Globe International reported that cost reduction and restructuring initiatives undertaken over the past twelve months led to improved results for the second half of the fiscal year, but overall year-end results were still below year-ago results due to weakness in all regions.


The Abbotsford, Australia-based apparel and boardsports company reported that revenues were down 3.9% to A$117.6 million ($88 mm) for the fiscal year ended June 30.  In constant-currency terms net sales were down 14% versus the prior year, as Globe felt the impact of the global economic downturn in all regions. Net sales fell 20% in North America in local currencies, declined 7% in Europe, and decreased 4.4% in Australasia (after adjusting for retail store closures).


The company posted a $500,000 (A$691,000) EBITDA loss for the year in its North America operations, compared to profits of about $5 million (A$5.6 mm) in the prior year.  The loss in Europe also expanded to A$1.5 million ($1.1 mm) for the period.
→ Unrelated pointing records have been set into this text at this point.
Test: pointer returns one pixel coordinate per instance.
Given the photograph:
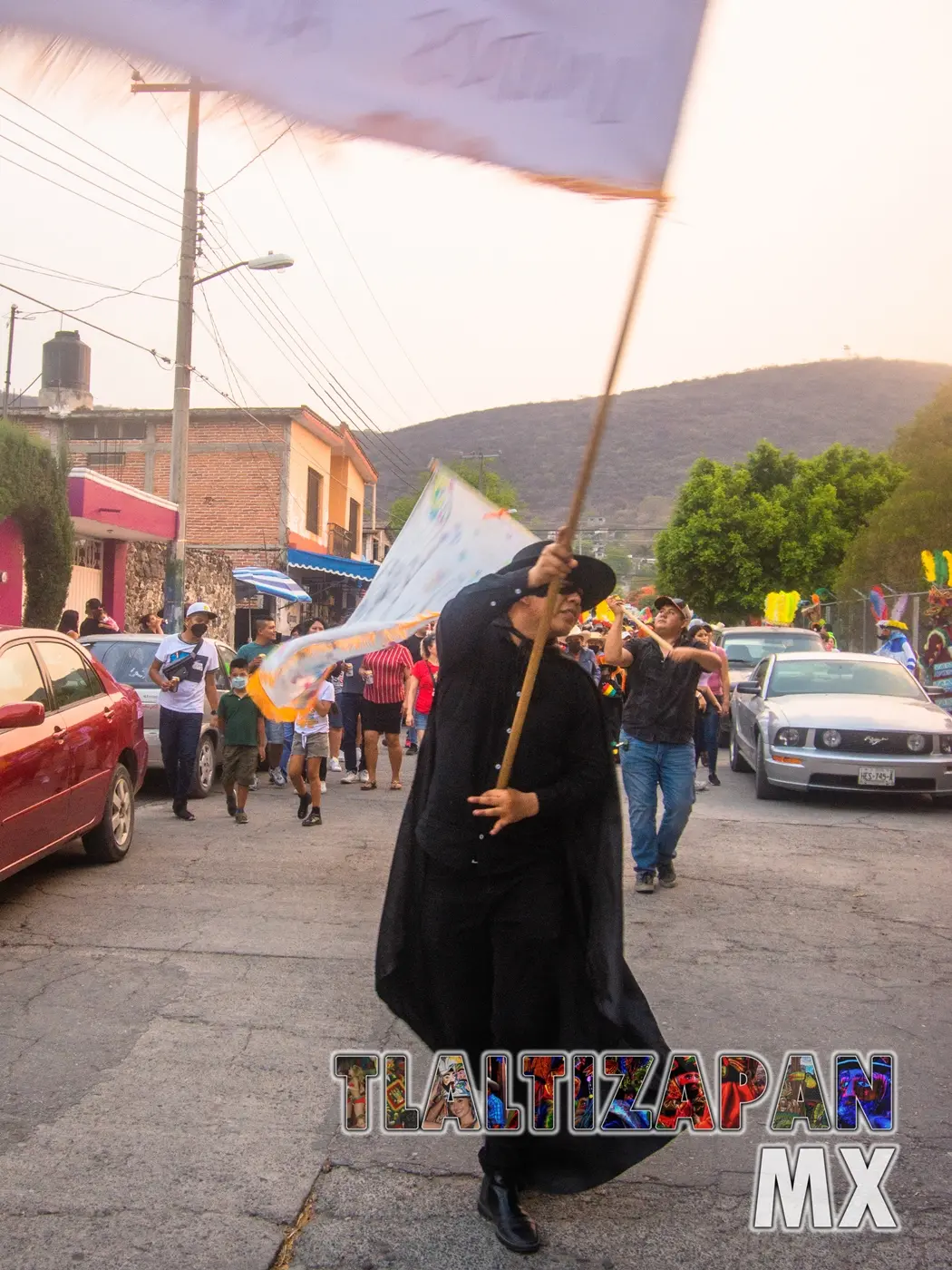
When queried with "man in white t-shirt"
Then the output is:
(311, 747)
(184, 669)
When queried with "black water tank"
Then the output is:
(66, 362)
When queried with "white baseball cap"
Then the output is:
(200, 607)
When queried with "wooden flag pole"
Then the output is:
(581, 488)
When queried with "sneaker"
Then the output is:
(666, 876)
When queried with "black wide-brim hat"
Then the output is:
(594, 578)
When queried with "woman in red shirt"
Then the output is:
(386, 676)
(419, 698)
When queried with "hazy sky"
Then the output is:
(812, 188)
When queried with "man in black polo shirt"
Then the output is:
(657, 734)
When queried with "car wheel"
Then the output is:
(111, 840)
(736, 759)
(762, 786)
(205, 767)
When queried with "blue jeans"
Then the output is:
(178, 736)
(286, 751)
(645, 767)
(707, 732)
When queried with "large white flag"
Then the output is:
(452, 537)
(584, 92)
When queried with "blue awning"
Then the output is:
(358, 571)
(270, 581)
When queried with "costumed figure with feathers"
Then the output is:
(891, 630)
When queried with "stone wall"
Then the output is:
(207, 577)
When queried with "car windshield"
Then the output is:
(127, 660)
(884, 679)
(748, 650)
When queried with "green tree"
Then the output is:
(917, 514)
(34, 492)
(774, 523)
(495, 488)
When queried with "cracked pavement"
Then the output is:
(168, 1025)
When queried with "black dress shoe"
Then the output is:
(499, 1203)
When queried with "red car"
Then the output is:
(73, 751)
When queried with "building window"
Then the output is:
(314, 502)
(88, 552)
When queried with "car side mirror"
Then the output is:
(22, 714)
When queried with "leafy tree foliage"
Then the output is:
(774, 523)
(34, 492)
(917, 514)
(495, 488)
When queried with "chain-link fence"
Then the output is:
(854, 626)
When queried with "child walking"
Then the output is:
(310, 748)
(244, 740)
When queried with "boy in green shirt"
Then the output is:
(244, 740)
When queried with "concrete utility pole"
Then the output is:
(9, 362)
(482, 456)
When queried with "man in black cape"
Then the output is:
(501, 927)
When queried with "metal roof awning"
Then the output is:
(272, 581)
(358, 571)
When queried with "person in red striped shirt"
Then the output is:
(386, 676)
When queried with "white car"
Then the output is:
(840, 721)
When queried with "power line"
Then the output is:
(92, 143)
(357, 266)
(108, 175)
(253, 161)
(88, 200)
(320, 275)
(95, 184)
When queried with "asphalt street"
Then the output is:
(168, 1025)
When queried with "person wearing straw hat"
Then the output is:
(501, 927)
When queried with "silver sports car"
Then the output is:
(840, 721)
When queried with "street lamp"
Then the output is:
(178, 464)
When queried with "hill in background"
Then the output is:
(656, 435)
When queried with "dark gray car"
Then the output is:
(127, 658)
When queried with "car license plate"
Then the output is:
(878, 775)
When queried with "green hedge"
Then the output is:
(34, 492)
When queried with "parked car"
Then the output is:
(847, 721)
(748, 645)
(73, 751)
(127, 658)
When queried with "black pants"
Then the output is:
(178, 737)
(351, 705)
(491, 948)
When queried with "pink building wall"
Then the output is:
(12, 565)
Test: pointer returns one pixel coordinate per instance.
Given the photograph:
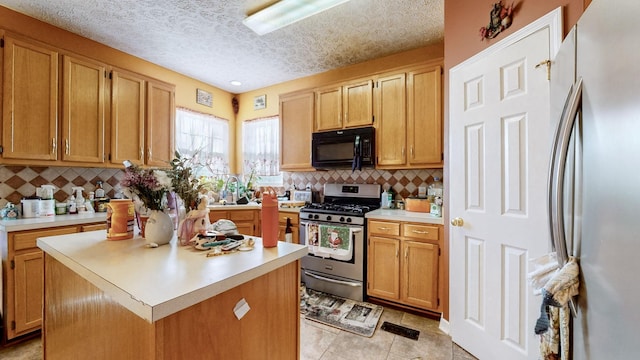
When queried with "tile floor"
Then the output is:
(321, 342)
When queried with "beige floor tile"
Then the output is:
(428, 346)
(420, 323)
(460, 354)
(352, 346)
(314, 340)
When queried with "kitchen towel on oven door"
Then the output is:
(335, 242)
(312, 237)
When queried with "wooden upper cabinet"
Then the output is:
(329, 108)
(424, 116)
(357, 104)
(127, 117)
(408, 110)
(30, 100)
(296, 126)
(160, 130)
(390, 95)
(83, 110)
(345, 105)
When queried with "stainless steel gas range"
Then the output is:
(335, 233)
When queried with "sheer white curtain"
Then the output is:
(205, 138)
(260, 139)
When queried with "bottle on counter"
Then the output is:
(269, 216)
(71, 204)
(384, 199)
(435, 194)
(99, 193)
(101, 199)
(288, 232)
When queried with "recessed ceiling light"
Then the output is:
(286, 12)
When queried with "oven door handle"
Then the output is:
(355, 229)
(348, 283)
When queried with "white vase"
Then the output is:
(159, 228)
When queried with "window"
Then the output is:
(260, 141)
(205, 138)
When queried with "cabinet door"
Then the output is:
(29, 277)
(424, 117)
(30, 101)
(83, 110)
(160, 127)
(391, 125)
(127, 118)
(296, 126)
(329, 108)
(420, 274)
(357, 104)
(383, 269)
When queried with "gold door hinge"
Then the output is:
(548, 63)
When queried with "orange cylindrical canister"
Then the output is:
(120, 219)
(269, 218)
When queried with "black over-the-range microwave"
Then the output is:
(348, 148)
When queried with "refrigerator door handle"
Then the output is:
(556, 175)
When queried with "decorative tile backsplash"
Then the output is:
(17, 182)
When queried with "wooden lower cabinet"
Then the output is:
(22, 263)
(282, 225)
(403, 263)
(247, 221)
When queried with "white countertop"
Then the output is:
(51, 221)
(157, 282)
(403, 215)
(234, 207)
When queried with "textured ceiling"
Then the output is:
(206, 40)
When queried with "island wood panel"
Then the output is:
(82, 322)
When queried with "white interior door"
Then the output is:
(499, 153)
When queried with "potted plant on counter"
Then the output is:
(188, 189)
(150, 187)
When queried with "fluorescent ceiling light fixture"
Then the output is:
(286, 12)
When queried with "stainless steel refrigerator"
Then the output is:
(595, 205)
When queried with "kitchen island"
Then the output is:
(121, 299)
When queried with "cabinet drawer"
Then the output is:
(93, 227)
(420, 231)
(27, 239)
(242, 215)
(384, 228)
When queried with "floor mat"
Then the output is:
(354, 316)
(400, 330)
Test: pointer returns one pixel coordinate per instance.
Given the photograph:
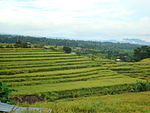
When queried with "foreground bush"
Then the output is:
(5, 93)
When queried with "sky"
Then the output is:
(96, 20)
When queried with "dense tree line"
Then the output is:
(66, 42)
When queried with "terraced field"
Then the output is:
(60, 75)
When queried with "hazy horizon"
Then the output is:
(96, 20)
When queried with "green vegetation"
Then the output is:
(142, 53)
(5, 93)
(67, 49)
(59, 78)
(120, 103)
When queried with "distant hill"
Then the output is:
(136, 41)
(66, 42)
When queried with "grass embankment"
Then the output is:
(56, 75)
(122, 103)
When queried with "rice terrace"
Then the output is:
(74, 56)
(74, 83)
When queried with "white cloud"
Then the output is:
(73, 18)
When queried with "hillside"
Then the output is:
(55, 76)
(67, 42)
(27, 70)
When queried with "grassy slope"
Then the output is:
(28, 70)
(122, 103)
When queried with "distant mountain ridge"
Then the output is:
(136, 41)
(67, 42)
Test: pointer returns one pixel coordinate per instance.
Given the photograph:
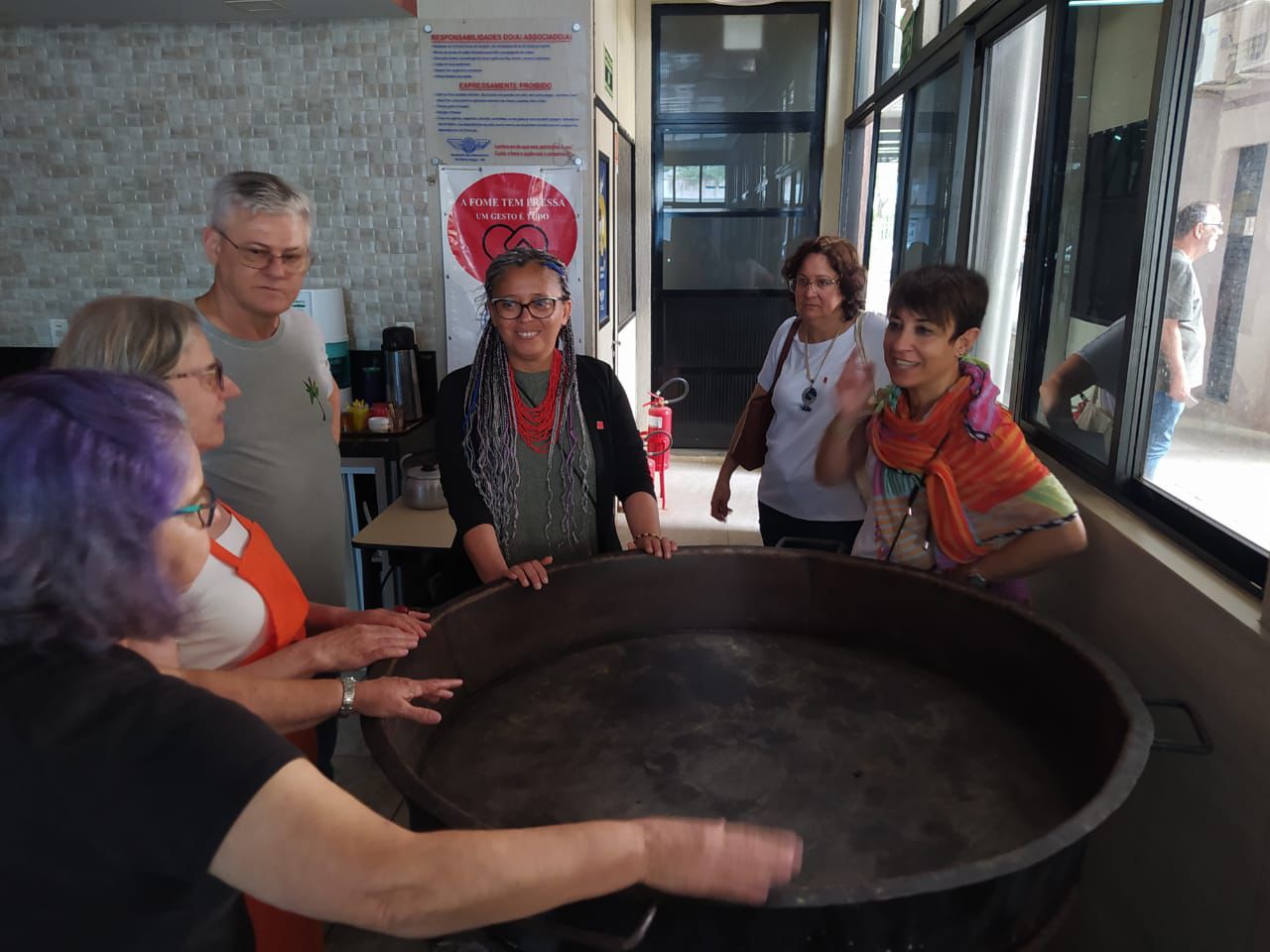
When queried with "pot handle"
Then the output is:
(598, 941)
(820, 544)
(1203, 746)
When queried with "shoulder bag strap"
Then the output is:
(785, 352)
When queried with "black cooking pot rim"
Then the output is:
(1115, 789)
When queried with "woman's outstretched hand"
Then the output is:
(729, 861)
(395, 697)
(358, 645)
(532, 572)
(659, 546)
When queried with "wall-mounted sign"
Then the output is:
(486, 213)
(508, 94)
(602, 308)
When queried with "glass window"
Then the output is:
(890, 40)
(702, 250)
(930, 172)
(688, 184)
(881, 214)
(1007, 139)
(866, 50)
(737, 169)
(729, 62)
(856, 171)
(1098, 234)
(1207, 438)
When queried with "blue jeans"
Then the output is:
(1165, 413)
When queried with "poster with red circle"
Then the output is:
(506, 211)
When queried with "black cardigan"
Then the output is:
(621, 465)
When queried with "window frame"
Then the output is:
(966, 37)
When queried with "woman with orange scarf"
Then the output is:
(951, 483)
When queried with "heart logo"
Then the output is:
(502, 238)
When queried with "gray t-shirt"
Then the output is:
(540, 526)
(280, 465)
(1185, 304)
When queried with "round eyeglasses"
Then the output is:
(508, 308)
(261, 258)
(214, 373)
(802, 284)
(202, 512)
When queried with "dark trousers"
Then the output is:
(774, 526)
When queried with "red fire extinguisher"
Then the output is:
(661, 425)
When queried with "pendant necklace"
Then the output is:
(810, 394)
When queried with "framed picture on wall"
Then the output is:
(602, 250)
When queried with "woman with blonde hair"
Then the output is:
(245, 610)
(804, 358)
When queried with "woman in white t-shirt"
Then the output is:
(828, 285)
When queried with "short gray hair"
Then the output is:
(257, 193)
(1192, 214)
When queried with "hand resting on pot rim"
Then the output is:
(181, 807)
Also contributing to the overall loss was $3.2 million of one-off restructuring costs and the derecognition of $4.7 million of tax assets associated with carry forward tax losses.  The rationalization of the cost base is expected to results in over A$15 million being cut from the operating costs annually.


The total Net Profit after Tax for the financial year was a loss of A$8.9 million ($6.6 mm), with a first half loss of A$9.3 million being followed by a second half profit of A$0.4 million. 


“It is difficult to predict when a recovery will take effect,” offered CEO Matt Hill.  He said they maintain conservative expectations but now feel better positioned to deal with the tougher trading conditions.